Puis, dans la seconde moitié de la réunion vinrent des questions à François Bayrou, sur son manque de proximité envers les militants. Il répondra à cette question par un « il faut que vous me lâchiez ».

S'en suivit l'intervention de Christophe Ginisty, qui fut indéniablement courageux.

Après s'être étonné du fait que le débriefing des européennes ne soit pas réalisé par Marielle de Sarnez, responsable du projet européen, il revint sur ce mot de François Bayrou, considérant qu'on ne puisse pas ainsi répondre à des militants qui ont donné énormément de leur temps voire de leur argent dans cette campagne.
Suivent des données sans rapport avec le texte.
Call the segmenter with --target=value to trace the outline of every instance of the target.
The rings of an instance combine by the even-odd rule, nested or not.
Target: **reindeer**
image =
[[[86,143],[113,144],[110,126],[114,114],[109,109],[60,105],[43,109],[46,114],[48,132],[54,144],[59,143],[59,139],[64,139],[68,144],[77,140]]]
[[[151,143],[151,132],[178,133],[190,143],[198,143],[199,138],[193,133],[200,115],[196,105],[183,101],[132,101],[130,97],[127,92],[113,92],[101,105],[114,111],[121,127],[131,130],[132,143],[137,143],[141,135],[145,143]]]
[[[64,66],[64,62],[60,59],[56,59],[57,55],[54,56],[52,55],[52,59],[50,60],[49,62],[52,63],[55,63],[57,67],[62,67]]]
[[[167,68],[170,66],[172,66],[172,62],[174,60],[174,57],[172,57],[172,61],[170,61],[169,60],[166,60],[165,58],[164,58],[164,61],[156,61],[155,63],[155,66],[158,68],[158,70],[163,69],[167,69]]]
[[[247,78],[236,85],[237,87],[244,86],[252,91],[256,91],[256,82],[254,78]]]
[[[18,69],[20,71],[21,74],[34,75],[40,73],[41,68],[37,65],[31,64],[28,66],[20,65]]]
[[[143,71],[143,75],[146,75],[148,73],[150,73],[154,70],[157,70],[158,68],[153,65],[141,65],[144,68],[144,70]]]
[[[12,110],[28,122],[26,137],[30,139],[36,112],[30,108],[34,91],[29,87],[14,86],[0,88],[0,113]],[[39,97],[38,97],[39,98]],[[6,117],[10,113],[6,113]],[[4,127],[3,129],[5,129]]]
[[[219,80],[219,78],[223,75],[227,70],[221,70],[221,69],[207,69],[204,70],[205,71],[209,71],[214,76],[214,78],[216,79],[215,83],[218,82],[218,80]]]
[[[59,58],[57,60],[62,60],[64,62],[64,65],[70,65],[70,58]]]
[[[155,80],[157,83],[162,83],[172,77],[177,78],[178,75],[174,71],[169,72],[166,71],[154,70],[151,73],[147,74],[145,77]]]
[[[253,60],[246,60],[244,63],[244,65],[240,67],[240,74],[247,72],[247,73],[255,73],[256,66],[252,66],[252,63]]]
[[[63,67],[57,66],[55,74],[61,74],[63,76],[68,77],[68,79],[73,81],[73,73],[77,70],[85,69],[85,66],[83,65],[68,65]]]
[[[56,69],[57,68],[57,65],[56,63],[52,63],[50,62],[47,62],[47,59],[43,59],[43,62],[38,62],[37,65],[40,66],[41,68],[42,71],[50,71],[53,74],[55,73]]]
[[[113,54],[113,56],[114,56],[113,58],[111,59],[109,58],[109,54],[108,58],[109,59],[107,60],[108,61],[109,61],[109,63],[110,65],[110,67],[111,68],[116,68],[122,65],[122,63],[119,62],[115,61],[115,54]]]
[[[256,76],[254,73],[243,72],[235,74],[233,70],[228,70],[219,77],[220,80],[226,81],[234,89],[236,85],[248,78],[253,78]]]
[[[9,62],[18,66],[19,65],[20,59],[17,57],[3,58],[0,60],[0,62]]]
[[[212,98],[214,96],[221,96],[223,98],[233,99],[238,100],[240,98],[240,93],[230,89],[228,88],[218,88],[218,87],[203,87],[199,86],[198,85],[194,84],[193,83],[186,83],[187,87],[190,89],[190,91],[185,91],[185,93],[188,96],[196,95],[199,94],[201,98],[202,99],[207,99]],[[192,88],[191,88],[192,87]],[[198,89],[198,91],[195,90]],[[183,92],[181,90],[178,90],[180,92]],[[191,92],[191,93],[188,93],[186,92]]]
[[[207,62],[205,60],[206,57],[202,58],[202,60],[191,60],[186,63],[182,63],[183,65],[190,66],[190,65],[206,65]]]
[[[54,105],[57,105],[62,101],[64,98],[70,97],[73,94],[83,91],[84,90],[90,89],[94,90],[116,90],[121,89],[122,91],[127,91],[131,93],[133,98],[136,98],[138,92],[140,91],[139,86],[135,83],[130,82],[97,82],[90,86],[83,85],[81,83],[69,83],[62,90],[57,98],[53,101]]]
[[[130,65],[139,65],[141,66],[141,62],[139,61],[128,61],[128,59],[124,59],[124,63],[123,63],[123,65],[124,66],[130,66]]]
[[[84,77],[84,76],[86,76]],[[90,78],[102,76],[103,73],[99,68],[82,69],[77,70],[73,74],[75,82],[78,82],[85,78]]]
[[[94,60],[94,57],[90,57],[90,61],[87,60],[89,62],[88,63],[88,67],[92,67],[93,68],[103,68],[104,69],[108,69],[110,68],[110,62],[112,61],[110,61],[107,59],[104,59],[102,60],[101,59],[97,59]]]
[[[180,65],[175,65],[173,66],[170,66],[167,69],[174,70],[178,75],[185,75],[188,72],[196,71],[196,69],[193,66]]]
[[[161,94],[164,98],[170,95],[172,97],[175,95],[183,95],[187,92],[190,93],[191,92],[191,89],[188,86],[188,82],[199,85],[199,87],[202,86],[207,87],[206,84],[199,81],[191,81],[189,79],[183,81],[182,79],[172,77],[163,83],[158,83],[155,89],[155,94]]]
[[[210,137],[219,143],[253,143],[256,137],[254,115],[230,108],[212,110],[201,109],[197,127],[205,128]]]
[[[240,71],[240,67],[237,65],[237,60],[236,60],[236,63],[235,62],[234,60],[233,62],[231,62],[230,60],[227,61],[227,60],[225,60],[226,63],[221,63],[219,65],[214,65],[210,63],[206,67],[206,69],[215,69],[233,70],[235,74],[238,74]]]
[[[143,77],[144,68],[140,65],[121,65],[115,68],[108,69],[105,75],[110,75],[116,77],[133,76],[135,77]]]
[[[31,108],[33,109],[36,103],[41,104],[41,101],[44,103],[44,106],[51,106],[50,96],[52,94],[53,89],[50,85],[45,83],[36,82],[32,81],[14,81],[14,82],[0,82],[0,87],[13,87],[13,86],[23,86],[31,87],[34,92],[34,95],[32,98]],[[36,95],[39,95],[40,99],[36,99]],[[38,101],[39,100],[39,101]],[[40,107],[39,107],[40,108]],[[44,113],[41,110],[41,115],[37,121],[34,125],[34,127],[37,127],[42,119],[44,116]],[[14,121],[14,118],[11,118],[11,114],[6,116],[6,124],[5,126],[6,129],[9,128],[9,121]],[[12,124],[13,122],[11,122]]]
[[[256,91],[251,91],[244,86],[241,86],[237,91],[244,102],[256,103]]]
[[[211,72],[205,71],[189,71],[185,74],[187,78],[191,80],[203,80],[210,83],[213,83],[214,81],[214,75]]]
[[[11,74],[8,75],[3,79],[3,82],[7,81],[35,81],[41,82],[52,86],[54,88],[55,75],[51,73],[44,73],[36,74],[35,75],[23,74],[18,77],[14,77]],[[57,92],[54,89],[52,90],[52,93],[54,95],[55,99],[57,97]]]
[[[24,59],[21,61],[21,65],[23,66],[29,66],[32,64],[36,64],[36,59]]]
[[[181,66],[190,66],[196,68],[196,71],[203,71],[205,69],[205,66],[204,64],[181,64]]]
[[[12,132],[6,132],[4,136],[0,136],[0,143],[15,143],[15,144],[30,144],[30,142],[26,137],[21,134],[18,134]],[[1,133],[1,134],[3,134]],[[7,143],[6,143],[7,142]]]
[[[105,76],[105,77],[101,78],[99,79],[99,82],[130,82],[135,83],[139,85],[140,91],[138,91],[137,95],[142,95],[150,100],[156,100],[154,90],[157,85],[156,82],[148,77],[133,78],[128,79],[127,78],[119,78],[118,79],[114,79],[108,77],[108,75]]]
François Bayrou lui répondit ensuite : « Il y a une chose que je ne laisserai pas faire, c'est que tu essaies d'insinuer que j'ai à l'égard des militants une attitude qui n'est pas une attitude affectueuse et proche. Ça, c'est de la malhonnêteté destructrice ».

A cet instant, Jean-François Kahn lança dans la salle un « On ne peut pas répondre comme ça ! ».

« Heu qui a dit ça ?! », s'interrogea de suite François Bayrou, avant de promettre la parole à Jean-François Kahn.

Précisons que l'ex-tête de liste dans l'Est se l'est vue refuser pas moins de quatre fois dans cette réunion — où il refusera ensuite, à juste titre fâché, de la prendre —, et qu'il ne la prendra que très brièvement qu'à la fin pour annoncer le lancement de son CREA, un Club de réflexion des plus intéressants.

Nous retiendrons également quelques interventions d'une franche rudesse : parmi tant d'autres celles de Isabelle Verschueren (Présidente du MoDem des Alpes-Maritimes) — qui est même allée jusqu'à demander à François Bayrou une remise en jeu de son mandat de Président —, de la Présidente du MoDem de la Sarthe, ou encore de Rosalie Kerdo (Présidente du MoDem de la Drôme).

Concernant enfin les Commissions nationales, Corinne Lepage considéra que le fond et la forme sont liés, annonçant par ailleurs la parution de fascicules (une page recto-verso par Commission) résumant le travail des Commissions jusqu'à aujourd'hui.

A la fin de cette réunion mouvementée du Conseil National, quelqu'un propose un vote de confiance au Président du MoDem à destination de la presse.

Alors que François Bayrou allait procéder à ce vote, Corinne Lepage déclara : « évidemment je voterais des deux mains, mais je ne voudrais pas qu'on puisse penser qu'on s'est posés la question », intervention suivie de longs et intenses applaudissements.